Sadar dan sesat selalu muncul didalam diriku, peperangan batin selalu terjadi untuk menentukan karakter siapa diriku. Penerangan hati adalah awal pencapaian menuju keabadian.
*
Saat di tempat pembaringan yang sederhana, tanpa ada alas kasur yang empuk, aku tiba-tiba menertawakan diriku. Selama ini selalu terjadi, tatkala kesadaran muncul, tak lama kemudian kesesatan kembali hadir.
Keinginan yang ada saja belum cukup untuk membuat aku tersadarkan dalam kebaikan nurani. Seringkali aku harus mengalami kekalahan demi kekalahan dalam hal ini.
Selama hidupku, entah sudah berapa kali aku bertobat, tetapi sebanyak itu pula aku terjatuh kembali dalam kesalahan. Betapa bodohnya bukan?
Keinginan untuk segera terlelap tertunda oleh keadaan hati. Aku termenung membisu. Duduk di tepian pembaringan. Memandangi langit-langit kamar.
Kebaikan dan kesadaran memang bisa aku miliki, tetapi begitu cepat pula pergi. Pencarian hidupku untuk membangkitkan nurani entah sudah melalui berapa guru. Tetapi kesadaran yang kutunggu masih selalu terbelenggu.
Saat ini, pada Sang Guru aku meletakan hati untuk menimba ilmu. Aku bisa merasakan energi kesejatian yang ada pada dirinya.
Aku tidak boleh menemui kegagalan lagi, untuk mencerahkan hatiku dengan sungguh-sungguh. Sampai pada aku tidak tergoyahkan lagi dalam peperangan antara kebenaran dan kesesatan. Antara kebaikan dan kejahatan.
Perjalanan membina hati memang sepanjang waktu. Menemukan setitik kesadaran hanya pada waktu tertentu. Pada saat itu, nurani terbuka untuk mengerti hakekat kehidupan. mengerti akan siapa diri yang sesungguhnya. Hanya Sang Guru yang dapat memberikan petunjuknya.

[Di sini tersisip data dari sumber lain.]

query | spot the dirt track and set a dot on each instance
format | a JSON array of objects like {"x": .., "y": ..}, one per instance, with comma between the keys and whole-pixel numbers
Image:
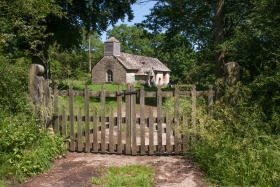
[{"x": 77, "y": 169}]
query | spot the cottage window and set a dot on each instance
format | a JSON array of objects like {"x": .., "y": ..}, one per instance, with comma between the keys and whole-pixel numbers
[{"x": 109, "y": 76}]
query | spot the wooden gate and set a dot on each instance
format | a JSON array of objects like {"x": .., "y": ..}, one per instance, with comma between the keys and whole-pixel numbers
[{"x": 125, "y": 131}]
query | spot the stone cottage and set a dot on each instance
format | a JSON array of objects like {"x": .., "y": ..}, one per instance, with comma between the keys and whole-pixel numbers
[{"x": 119, "y": 67}]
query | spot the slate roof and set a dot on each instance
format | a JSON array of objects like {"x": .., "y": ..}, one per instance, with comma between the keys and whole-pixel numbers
[
  {"x": 112, "y": 39},
  {"x": 135, "y": 62}
]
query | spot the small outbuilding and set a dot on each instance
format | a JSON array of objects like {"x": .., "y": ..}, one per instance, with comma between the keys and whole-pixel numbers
[{"x": 118, "y": 67}]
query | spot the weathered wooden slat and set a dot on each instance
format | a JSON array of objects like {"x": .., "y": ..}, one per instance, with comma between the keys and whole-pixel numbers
[
  {"x": 168, "y": 131},
  {"x": 64, "y": 119},
  {"x": 94, "y": 94},
  {"x": 210, "y": 101},
  {"x": 119, "y": 121},
  {"x": 102, "y": 107},
  {"x": 87, "y": 128},
  {"x": 167, "y": 94},
  {"x": 151, "y": 132},
  {"x": 185, "y": 131},
  {"x": 111, "y": 132},
  {"x": 80, "y": 142},
  {"x": 78, "y": 93},
  {"x": 150, "y": 94},
  {"x": 110, "y": 94},
  {"x": 184, "y": 93},
  {"x": 56, "y": 113},
  {"x": 133, "y": 121},
  {"x": 94, "y": 129},
  {"x": 193, "y": 112},
  {"x": 63, "y": 93},
  {"x": 176, "y": 119},
  {"x": 128, "y": 121},
  {"x": 159, "y": 119},
  {"x": 201, "y": 93},
  {"x": 142, "y": 120},
  {"x": 71, "y": 114}
]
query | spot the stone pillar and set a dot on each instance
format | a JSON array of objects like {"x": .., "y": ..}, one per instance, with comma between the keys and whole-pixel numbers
[
  {"x": 40, "y": 93},
  {"x": 232, "y": 76}
]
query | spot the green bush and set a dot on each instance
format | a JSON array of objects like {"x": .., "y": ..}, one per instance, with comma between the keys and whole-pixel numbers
[
  {"x": 13, "y": 85},
  {"x": 25, "y": 148},
  {"x": 235, "y": 149}
]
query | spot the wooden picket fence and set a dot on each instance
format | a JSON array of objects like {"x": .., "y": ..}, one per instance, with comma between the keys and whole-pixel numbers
[{"x": 128, "y": 134}]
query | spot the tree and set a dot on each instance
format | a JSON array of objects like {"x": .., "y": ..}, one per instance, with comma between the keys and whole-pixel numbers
[
  {"x": 38, "y": 24},
  {"x": 205, "y": 23}
]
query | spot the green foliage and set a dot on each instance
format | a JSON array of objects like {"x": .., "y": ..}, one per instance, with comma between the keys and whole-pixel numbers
[
  {"x": 133, "y": 40},
  {"x": 235, "y": 148},
  {"x": 127, "y": 176},
  {"x": 25, "y": 149},
  {"x": 13, "y": 85}
]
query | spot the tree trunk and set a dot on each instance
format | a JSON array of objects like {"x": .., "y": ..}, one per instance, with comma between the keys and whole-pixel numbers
[
  {"x": 219, "y": 39},
  {"x": 41, "y": 56}
]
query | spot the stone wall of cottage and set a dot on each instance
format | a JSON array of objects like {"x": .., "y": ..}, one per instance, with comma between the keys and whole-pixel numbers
[{"x": 99, "y": 71}]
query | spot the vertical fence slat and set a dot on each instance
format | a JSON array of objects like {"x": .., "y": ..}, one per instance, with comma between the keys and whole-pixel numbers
[
  {"x": 103, "y": 126},
  {"x": 168, "y": 131},
  {"x": 133, "y": 121},
  {"x": 87, "y": 129},
  {"x": 95, "y": 123},
  {"x": 128, "y": 121},
  {"x": 210, "y": 101},
  {"x": 193, "y": 111},
  {"x": 111, "y": 131},
  {"x": 185, "y": 130},
  {"x": 119, "y": 118},
  {"x": 71, "y": 113},
  {"x": 151, "y": 132},
  {"x": 56, "y": 113},
  {"x": 80, "y": 142},
  {"x": 159, "y": 119},
  {"x": 64, "y": 119},
  {"x": 64, "y": 129},
  {"x": 176, "y": 119},
  {"x": 142, "y": 120}
]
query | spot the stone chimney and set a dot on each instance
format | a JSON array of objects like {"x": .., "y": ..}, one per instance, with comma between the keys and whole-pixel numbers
[{"x": 112, "y": 47}]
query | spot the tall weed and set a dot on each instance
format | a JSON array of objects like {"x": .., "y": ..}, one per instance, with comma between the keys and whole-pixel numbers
[{"x": 234, "y": 149}]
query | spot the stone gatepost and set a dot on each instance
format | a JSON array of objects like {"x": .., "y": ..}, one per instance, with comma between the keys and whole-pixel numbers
[{"x": 40, "y": 93}]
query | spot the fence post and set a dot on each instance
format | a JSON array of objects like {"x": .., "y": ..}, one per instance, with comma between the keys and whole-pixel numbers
[
  {"x": 185, "y": 130},
  {"x": 151, "y": 132},
  {"x": 119, "y": 122},
  {"x": 80, "y": 144},
  {"x": 128, "y": 121},
  {"x": 102, "y": 99},
  {"x": 71, "y": 113},
  {"x": 168, "y": 131},
  {"x": 159, "y": 119},
  {"x": 86, "y": 98},
  {"x": 176, "y": 119},
  {"x": 64, "y": 119},
  {"x": 56, "y": 113},
  {"x": 94, "y": 129},
  {"x": 210, "y": 101},
  {"x": 193, "y": 111},
  {"x": 111, "y": 131},
  {"x": 133, "y": 121},
  {"x": 142, "y": 120}
]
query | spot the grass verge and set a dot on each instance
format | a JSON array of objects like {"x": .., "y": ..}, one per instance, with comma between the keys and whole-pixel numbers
[{"x": 127, "y": 176}]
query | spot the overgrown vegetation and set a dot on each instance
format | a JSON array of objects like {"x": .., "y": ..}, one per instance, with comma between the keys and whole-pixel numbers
[
  {"x": 238, "y": 146},
  {"x": 26, "y": 149},
  {"x": 127, "y": 176}
]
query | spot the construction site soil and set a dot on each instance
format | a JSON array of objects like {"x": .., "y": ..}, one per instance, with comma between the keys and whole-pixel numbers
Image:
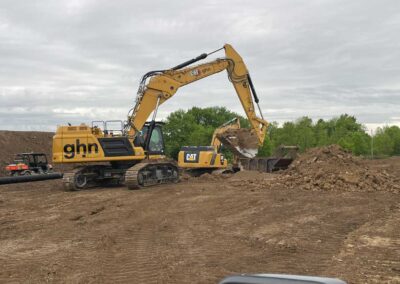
[{"x": 330, "y": 214}]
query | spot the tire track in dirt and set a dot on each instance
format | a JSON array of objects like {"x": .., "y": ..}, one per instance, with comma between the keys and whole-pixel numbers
[{"x": 380, "y": 238}]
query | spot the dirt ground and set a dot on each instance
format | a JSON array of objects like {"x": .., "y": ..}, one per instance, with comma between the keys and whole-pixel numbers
[{"x": 205, "y": 228}]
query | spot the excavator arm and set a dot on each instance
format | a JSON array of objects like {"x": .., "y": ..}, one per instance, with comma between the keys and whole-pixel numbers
[{"x": 156, "y": 87}]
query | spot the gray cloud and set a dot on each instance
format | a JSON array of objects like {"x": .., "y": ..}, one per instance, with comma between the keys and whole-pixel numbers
[{"x": 81, "y": 60}]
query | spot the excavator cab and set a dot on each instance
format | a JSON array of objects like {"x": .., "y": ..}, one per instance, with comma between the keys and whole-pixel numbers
[{"x": 156, "y": 143}]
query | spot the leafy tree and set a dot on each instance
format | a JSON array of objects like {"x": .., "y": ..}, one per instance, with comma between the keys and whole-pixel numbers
[{"x": 196, "y": 126}]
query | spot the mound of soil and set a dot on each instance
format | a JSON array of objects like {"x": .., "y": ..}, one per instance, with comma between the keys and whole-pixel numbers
[
  {"x": 332, "y": 168},
  {"x": 13, "y": 142}
]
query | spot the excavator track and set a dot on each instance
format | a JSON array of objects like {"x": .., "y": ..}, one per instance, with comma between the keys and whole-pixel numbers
[{"x": 149, "y": 173}]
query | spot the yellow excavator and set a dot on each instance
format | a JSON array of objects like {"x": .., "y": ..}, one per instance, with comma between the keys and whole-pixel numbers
[
  {"x": 198, "y": 160},
  {"x": 135, "y": 154}
]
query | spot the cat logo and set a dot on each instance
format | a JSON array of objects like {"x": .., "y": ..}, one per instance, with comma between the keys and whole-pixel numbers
[{"x": 190, "y": 157}]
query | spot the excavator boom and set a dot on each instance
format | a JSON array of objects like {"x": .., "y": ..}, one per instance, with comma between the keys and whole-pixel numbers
[{"x": 162, "y": 85}]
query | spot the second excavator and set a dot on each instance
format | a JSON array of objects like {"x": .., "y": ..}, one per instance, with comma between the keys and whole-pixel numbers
[{"x": 135, "y": 154}]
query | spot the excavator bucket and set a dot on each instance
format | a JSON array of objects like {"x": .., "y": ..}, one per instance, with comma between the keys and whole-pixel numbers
[{"x": 242, "y": 142}]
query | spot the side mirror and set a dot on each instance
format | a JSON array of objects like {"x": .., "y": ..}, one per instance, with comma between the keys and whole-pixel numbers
[{"x": 278, "y": 279}]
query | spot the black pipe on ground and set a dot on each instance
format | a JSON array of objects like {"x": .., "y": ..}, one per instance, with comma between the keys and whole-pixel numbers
[{"x": 18, "y": 179}]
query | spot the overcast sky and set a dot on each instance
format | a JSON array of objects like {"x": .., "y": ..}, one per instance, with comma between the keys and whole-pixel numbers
[{"x": 81, "y": 60}]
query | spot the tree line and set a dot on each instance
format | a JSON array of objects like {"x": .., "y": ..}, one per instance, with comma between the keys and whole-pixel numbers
[{"x": 196, "y": 126}]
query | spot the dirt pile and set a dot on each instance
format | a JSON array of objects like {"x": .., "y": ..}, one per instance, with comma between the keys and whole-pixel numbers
[
  {"x": 243, "y": 142},
  {"x": 13, "y": 142},
  {"x": 332, "y": 168}
]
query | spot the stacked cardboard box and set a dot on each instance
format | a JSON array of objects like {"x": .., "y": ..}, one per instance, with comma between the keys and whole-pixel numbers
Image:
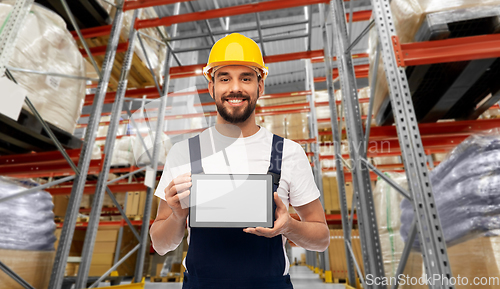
[{"x": 104, "y": 249}]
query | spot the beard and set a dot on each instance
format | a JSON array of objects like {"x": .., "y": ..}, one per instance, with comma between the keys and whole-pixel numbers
[{"x": 235, "y": 114}]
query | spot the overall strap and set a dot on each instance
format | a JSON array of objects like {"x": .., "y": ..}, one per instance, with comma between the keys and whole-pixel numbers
[
  {"x": 275, "y": 162},
  {"x": 195, "y": 155}
]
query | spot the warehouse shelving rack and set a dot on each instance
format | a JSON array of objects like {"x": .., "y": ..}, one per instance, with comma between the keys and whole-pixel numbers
[
  {"x": 414, "y": 148},
  {"x": 413, "y": 54},
  {"x": 80, "y": 172}
]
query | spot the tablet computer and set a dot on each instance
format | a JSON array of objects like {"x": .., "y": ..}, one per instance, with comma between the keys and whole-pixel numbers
[{"x": 231, "y": 201}]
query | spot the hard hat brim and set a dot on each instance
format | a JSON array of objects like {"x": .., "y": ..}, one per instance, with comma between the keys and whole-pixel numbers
[{"x": 207, "y": 69}]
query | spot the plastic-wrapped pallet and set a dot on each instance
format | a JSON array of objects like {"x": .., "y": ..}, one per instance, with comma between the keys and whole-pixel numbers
[
  {"x": 478, "y": 257},
  {"x": 388, "y": 212},
  {"x": 44, "y": 44},
  {"x": 466, "y": 190},
  {"x": 408, "y": 16},
  {"x": 156, "y": 52},
  {"x": 26, "y": 234}
]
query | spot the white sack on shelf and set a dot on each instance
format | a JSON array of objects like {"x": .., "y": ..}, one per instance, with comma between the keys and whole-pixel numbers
[{"x": 44, "y": 44}]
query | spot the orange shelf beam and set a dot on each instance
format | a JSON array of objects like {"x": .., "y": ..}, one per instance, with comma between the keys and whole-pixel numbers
[{"x": 451, "y": 50}]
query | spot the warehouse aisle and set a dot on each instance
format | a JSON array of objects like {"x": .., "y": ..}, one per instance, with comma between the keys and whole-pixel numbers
[{"x": 302, "y": 278}]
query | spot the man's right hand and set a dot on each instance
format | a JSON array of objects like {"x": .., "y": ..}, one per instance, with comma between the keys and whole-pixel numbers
[{"x": 176, "y": 195}]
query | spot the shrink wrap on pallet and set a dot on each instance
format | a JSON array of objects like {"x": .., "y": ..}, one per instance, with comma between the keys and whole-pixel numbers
[
  {"x": 45, "y": 45},
  {"x": 478, "y": 257},
  {"x": 26, "y": 222},
  {"x": 387, "y": 207},
  {"x": 466, "y": 190},
  {"x": 408, "y": 16}
]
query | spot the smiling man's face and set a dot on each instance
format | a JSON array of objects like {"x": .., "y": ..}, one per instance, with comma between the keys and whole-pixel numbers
[{"x": 235, "y": 90}]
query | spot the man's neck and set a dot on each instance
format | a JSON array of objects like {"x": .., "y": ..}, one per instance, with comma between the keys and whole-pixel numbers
[{"x": 236, "y": 130}]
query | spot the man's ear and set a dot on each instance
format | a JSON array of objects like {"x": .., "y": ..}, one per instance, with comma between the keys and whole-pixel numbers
[
  {"x": 261, "y": 88},
  {"x": 211, "y": 88}
]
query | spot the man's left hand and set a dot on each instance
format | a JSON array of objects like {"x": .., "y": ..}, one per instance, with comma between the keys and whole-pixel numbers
[{"x": 280, "y": 225}]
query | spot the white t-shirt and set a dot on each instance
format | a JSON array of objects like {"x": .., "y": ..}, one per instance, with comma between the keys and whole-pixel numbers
[{"x": 249, "y": 155}]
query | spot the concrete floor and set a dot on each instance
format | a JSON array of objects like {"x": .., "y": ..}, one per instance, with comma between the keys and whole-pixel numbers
[{"x": 302, "y": 278}]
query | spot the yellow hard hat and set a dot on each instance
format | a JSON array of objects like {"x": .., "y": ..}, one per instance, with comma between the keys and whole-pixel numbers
[{"x": 235, "y": 49}]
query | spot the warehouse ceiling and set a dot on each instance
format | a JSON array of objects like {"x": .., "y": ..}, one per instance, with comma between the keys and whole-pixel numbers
[{"x": 289, "y": 76}]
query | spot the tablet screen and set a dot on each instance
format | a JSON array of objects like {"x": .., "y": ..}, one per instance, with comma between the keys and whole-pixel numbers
[{"x": 231, "y": 201}]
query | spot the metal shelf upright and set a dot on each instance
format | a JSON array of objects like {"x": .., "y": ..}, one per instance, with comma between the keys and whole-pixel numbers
[{"x": 426, "y": 222}]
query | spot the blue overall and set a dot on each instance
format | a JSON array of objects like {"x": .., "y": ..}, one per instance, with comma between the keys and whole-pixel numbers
[{"x": 228, "y": 258}]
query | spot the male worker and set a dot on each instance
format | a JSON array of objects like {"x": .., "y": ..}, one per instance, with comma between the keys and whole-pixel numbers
[{"x": 234, "y": 257}]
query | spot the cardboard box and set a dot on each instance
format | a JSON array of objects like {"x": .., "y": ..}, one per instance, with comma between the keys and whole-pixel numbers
[
  {"x": 107, "y": 236},
  {"x": 104, "y": 247},
  {"x": 98, "y": 270},
  {"x": 34, "y": 267},
  {"x": 102, "y": 259},
  {"x": 131, "y": 209},
  {"x": 141, "y": 203}
]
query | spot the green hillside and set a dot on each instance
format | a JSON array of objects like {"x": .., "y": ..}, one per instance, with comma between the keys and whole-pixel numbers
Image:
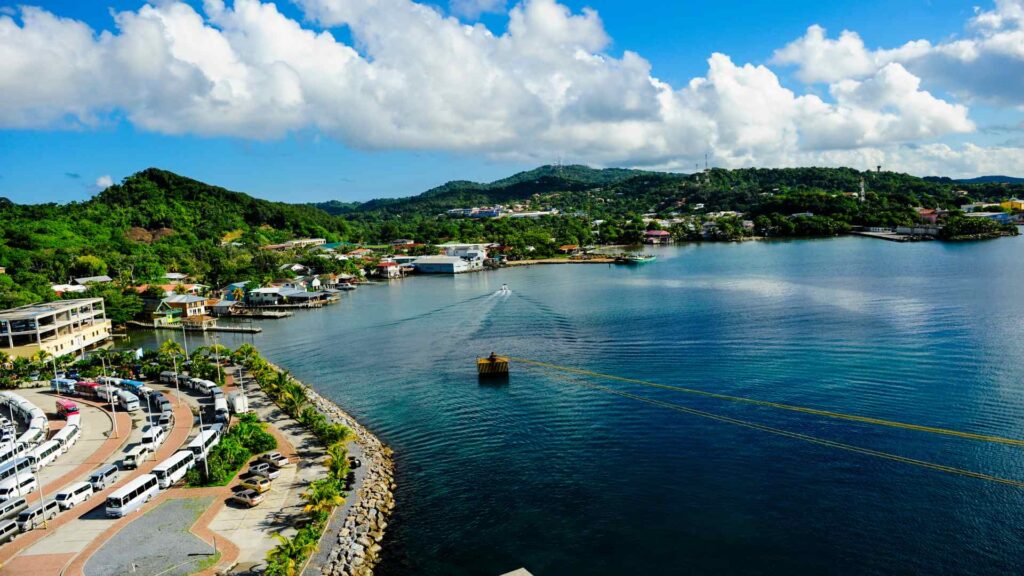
[{"x": 157, "y": 221}]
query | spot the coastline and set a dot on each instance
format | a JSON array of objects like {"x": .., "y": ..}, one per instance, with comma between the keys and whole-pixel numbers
[{"x": 351, "y": 542}]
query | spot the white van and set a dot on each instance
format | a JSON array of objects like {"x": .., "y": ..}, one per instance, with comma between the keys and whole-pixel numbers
[
  {"x": 74, "y": 495},
  {"x": 36, "y": 515},
  {"x": 153, "y": 436},
  {"x": 8, "y": 530},
  {"x": 11, "y": 508},
  {"x": 17, "y": 487},
  {"x": 135, "y": 456},
  {"x": 44, "y": 454},
  {"x": 103, "y": 477}
]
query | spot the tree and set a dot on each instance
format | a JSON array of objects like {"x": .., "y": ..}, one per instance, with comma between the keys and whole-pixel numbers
[
  {"x": 88, "y": 265},
  {"x": 337, "y": 460},
  {"x": 322, "y": 496}
]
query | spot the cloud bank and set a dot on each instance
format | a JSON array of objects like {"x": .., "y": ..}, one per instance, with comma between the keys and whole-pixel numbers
[{"x": 415, "y": 78}]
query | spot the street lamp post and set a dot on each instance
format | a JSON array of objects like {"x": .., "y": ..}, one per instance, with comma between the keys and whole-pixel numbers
[
  {"x": 110, "y": 397},
  {"x": 177, "y": 386},
  {"x": 206, "y": 464}
]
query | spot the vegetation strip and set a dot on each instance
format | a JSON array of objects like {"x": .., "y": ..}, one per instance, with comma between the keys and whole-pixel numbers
[{"x": 359, "y": 538}]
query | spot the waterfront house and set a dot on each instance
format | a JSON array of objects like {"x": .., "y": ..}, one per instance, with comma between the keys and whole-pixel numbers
[
  {"x": 93, "y": 280},
  {"x": 296, "y": 268},
  {"x": 389, "y": 269},
  {"x": 657, "y": 237},
  {"x": 58, "y": 328},
  {"x": 188, "y": 305},
  {"x": 976, "y": 206},
  {"x": 236, "y": 291},
  {"x": 930, "y": 215},
  {"x": 1013, "y": 204},
  {"x": 61, "y": 289},
  {"x": 265, "y": 296},
  {"x": 441, "y": 264},
  {"x": 225, "y": 307},
  {"x": 1001, "y": 217}
]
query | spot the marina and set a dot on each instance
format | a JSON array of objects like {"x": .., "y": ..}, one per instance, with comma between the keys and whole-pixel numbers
[{"x": 720, "y": 306}]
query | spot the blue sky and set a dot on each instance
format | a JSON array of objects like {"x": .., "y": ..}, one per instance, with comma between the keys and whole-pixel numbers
[{"x": 56, "y": 151}]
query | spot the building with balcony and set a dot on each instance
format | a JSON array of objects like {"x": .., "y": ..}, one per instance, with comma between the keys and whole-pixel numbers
[{"x": 58, "y": 328}]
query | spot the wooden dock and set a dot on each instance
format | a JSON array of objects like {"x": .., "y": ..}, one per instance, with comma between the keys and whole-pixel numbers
[{"x": 236, "y": 329}]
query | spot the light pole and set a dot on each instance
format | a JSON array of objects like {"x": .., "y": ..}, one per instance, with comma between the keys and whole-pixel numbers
[
  {"x": 42, "y": 497},
  {"x": 184, "y": 338},
  {"x": 110, "y": 397},
  {"x": 216, "y": 356},
  {"x": 10, "y": 407},
  {"x": 177, "y": 386},
  {"x": 206, "y": 465}
]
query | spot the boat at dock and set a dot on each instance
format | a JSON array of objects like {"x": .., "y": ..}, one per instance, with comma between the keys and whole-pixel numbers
[
  {"x": 493, "y": 367},
  {"x": 635, "y": 258}
]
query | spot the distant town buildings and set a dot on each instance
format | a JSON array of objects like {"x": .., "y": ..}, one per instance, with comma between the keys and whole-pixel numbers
[{"x": 293, "y": 244}]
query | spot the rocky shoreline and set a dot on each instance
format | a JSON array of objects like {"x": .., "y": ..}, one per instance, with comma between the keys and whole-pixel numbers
[{"x": 355, "y": 540}]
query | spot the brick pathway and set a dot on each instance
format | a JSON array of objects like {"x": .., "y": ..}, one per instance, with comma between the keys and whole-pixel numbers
[{"x": 35, "y": 563}]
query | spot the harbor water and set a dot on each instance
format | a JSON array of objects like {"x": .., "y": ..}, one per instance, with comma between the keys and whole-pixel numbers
[{"x": 547, "y": 472}]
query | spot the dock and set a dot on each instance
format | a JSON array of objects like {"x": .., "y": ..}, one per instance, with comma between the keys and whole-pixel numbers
[
  {"x": 894, "y": 236},
  {"x": 236, "y": 329}
]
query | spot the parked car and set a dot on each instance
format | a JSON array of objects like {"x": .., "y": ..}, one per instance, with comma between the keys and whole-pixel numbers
[
  {"x": 74, "y": 495},
  {"x": 264, "y": 469},
  {"x": 247, "y": 497},
  {"x": 275, "y": 458},
  {"x": 257, "y": 483},
  {"x": 37, "y": 515}
]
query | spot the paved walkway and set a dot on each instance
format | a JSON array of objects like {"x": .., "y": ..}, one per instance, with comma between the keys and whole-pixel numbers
[
  {"x": 71, "y": 537},
  {"x": 253, "y": 529}
]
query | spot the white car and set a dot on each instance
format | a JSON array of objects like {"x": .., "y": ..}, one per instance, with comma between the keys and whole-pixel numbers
[{"x": 74, "y": 495}]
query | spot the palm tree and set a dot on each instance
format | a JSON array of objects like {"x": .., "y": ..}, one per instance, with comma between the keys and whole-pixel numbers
[
  {"x": 170, "y": 348},
  {"x": 337, "y": 460},
  {"x": 322, "y": 496},
  {"x": 284, "y": 559},
  {"x": 292, "y": 398}
]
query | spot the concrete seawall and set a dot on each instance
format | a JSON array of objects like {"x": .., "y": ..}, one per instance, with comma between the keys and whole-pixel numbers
[{"x": 351, "y": 541}]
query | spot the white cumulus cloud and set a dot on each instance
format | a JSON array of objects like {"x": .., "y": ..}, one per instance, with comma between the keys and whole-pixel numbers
[{"x": 415, "y": 78}]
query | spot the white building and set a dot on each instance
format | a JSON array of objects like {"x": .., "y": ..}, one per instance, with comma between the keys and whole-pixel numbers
[
  {"x": 58, "y": 328},
  {"x": 443, "y": 264}
]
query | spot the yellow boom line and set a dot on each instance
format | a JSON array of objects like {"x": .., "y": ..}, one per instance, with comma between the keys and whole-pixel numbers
[{"x": 780, "y": 406}]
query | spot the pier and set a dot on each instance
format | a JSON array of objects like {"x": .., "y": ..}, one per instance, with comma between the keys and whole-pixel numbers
[{"x": 186, "y": 328}]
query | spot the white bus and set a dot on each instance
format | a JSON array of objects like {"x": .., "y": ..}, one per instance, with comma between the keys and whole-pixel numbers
[
  {"x": 31, "y": 437},
  {"x": 20, "y": 466},
  {"x": 132, "y": 495},
  {"x": 67, "y": 437},
  {"x": 12, "y": 451},
  {"x": 172, "y": 469},
  {"x": 201, "y": 446},
  {"x": 44, "y": 454},
  {"x": 109, "y": 380},
  {"x": 108, "y": 393}
]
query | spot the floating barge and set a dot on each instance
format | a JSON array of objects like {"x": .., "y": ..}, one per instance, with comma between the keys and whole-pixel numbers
[{"x": 493, "y": 367}]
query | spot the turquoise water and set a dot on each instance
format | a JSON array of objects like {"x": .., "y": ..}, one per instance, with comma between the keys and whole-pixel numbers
[{"x": 563, "y": 479}]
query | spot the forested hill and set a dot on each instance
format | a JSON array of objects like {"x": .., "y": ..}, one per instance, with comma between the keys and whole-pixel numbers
[
  {"x": 157, "y": 221},
  {"x": 460, "y": 194},
  {"x": 153, "y": 222}
]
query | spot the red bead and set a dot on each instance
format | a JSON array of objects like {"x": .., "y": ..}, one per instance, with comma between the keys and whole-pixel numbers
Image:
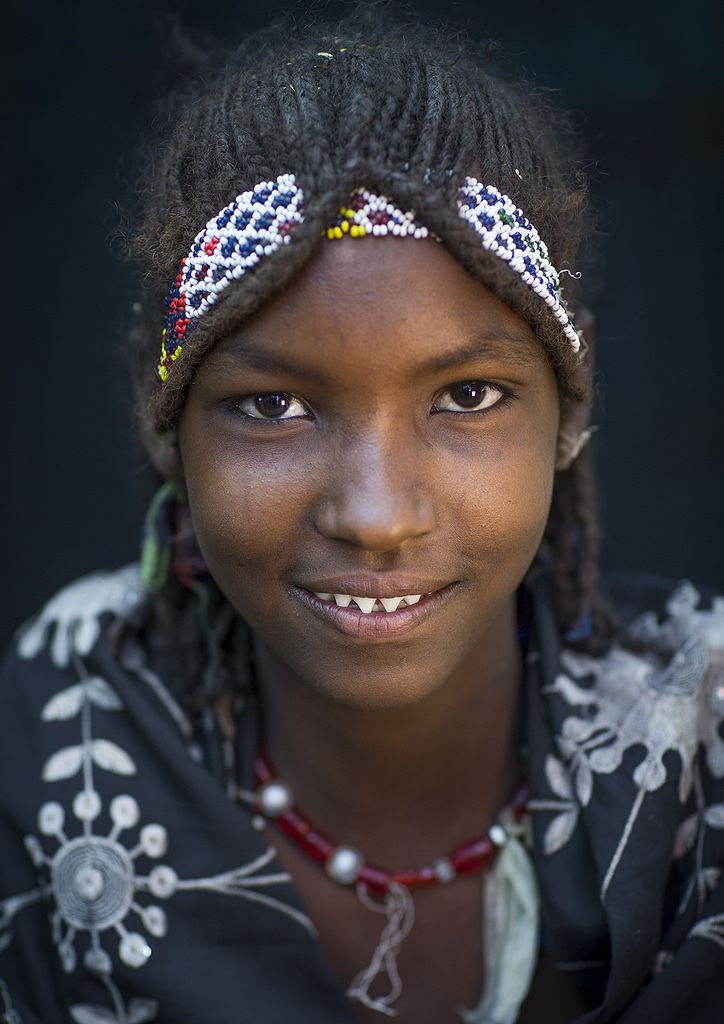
[
  {"x": 316, "y": 846},
  {"x": 296, "y": 821},
  {"x": 407, "y": 879},
  {"x": 425, "y": 878},
  {"x": 473, "y": 855}
]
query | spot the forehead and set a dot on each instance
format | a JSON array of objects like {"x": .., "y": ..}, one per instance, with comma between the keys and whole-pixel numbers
[{"x": 373, "y": 301}]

Aku menemukannya pada saat pertama kali bertemu Sang Guru yang memberikan penerangan dalam cahaya kebenaran.
Satu titik kebenaran sejati yang menembusi ke surgawi adalah awal langkah menuju kepada keabadian.
Aku telah menemukan sejatinya diriku!
Namun itu barulah awal untuk mencapai kesadaran tertinggi, begitu pesan Sang Guru ketika itu.
"Setiap manusia pada awalnya adalah sadar, tetapi seiring perjalanan kehidupan kesadaran itu memudar. Ibarat cermin yang terang, ia tertutup debu-debu, sehingga terangnya tak tampak lagi. Begitulah nurani yang ada pada setiap manusia."
Aku mengingat apa yang dikatakan Sang Guru ketika awal bertemu.
"Oleh sebab itu, manusia perlu mengalami dua kelahiran. Yang pertama kelahiran dalam bentuk fisik dari rahim seorang ibu. Yang kedua ada kelahiran rohani dari rahim nurani.
Ketika terlahir dari rahim ibu, itulah awal pertumbuhan sebuah tubuh. Begitu juga dengan kelahiran rohani.
Tetapi tubuh jasmani adalah diri yang palsu. Tubuh rohani itulah yang sejati. Saat yang berbahagia ini, aku tunjukkan keberadaannya padamu!"
Mendengar apa yang diwejangkan Sang Guru dan belalaiannya yang lembut seketika menyadarkan aku.
"Oh, demikiankah guru?"
Mengingat itu, aku membaringkan tubuhku dalam senyuman.